I guess that’s the funny thing about fake names. In ways, I am more honest here and my other creative efforts than so many other facets of my life. Yet you could read this every week and never know the name on my birth certificate. An interesting play on truth, I suppose.
Another example of such a warping might be in the hypocrisy of worrying about what you cannot control whilst doing little to nothing with or about that which you can control.
And that would be the wonder I feel towards I feel about myself as of now- towards my own status as a hypocrite for whining woes of cannots while engaging in no cans.
But no, that’s unfair. And unkind.
Despite my flaws (which ex-girlfriends and the sort have informed me that I harbor a great many), I rarely am totally idle regarding my own desires and duties that need be done. Is it less at times? Sure. More? Sometimes too much. But I am never doing nothing. With only a portion of that being a result of the catholic tradition of early instilled guilt for even having the never to exist at all. All in all, not a bad way to sculpt a moral structure for the masses. But Spider-Man has a similar message about responsibility that is cooler with the kids these days.
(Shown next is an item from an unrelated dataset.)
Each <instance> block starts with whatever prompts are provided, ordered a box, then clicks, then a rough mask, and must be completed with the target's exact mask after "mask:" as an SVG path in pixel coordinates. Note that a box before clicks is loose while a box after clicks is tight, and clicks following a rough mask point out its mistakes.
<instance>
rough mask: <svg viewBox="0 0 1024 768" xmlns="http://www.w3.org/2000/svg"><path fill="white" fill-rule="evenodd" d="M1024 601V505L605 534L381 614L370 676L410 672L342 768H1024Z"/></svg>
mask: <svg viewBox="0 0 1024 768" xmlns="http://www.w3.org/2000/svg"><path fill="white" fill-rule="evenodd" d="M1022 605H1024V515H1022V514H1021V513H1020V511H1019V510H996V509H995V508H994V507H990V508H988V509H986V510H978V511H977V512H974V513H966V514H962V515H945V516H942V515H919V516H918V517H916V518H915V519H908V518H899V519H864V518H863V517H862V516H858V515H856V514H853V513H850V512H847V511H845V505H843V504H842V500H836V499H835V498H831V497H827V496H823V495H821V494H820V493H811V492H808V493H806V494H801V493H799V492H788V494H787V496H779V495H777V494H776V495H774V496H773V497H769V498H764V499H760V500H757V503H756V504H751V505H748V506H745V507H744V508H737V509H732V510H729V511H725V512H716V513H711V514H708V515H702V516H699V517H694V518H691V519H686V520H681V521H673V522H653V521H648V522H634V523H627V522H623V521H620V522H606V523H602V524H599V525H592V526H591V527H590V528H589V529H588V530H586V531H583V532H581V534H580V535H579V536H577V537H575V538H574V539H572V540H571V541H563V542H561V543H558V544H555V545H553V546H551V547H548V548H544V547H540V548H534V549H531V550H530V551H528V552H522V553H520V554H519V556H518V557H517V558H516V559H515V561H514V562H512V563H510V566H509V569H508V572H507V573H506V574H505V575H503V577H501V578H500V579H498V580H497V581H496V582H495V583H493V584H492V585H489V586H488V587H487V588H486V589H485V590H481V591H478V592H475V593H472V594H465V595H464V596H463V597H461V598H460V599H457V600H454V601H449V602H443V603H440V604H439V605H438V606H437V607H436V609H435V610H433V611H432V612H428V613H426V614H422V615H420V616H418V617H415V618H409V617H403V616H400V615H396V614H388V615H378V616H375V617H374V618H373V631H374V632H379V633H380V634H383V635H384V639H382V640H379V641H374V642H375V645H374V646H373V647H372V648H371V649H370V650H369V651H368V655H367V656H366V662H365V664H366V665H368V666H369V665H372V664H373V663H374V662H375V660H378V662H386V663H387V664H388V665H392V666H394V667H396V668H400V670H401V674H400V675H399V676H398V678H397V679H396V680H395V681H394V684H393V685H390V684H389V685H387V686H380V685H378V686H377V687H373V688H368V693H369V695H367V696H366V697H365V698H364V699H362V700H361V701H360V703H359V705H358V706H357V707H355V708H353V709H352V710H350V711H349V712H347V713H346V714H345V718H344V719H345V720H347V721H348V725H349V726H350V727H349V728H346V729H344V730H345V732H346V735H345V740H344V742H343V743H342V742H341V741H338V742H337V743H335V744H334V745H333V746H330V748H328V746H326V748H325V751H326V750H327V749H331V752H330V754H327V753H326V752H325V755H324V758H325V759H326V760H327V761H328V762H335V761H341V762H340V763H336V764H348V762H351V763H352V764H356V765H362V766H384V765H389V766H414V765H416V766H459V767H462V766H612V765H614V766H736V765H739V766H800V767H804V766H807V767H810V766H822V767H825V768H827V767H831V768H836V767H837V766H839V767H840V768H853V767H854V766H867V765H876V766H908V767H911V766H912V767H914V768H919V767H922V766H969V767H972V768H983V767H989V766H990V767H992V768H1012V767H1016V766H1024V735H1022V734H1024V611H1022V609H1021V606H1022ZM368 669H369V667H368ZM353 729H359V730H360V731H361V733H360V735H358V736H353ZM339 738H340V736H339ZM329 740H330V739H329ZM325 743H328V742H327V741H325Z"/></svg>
So, I suppose I just crave more. At the moment. For reasons my own design or interpretation, I need more release of emotion in constructive methods. And how that goes, is up to me.
This is part. And succeeded, today. Words began to fall and flow through the cracks of what I desired not to write, despite the frequency of its reoccurring thought. Because not everything can go here. In fact, I would say this has to be the least direct emotion of any sort of artsy-fartsy thing I try and do.
Music can get raw. Emotion weighs heavy on production, performance and reception. For me, at least. For most, me thinks. I’m a blues and folk guy on the output, myself. But not much can momentarily break my heart quite like the right kind of lady country singer on the input.
Poems should be written, in my amateur opinion, directly, to one person. That person need not know it is for them, but it has to be written for them and them alone. Other folks can get what they want out of it after.
And the stories, the long and the short of them- they are a thorough examination of an emotion preserved. Long enough ago, that you have to reimagine yourself feeling it for the first time. Not something that can just link up, so to speak. That way, the larger construct of the fiction can be fitted with an honest but well-matched emotion.
Of course, this excludes total fabrications. Which as anyone who did improv in college could but is likely too embarrassed to tell you, making up nonsense for extended periods of time is deeply satisfying.
But what in the hell do I know?
Any idea can start to sound better if it keeps bouncing around the same, solo head all the time.
It helps to have some outer contrast, you know?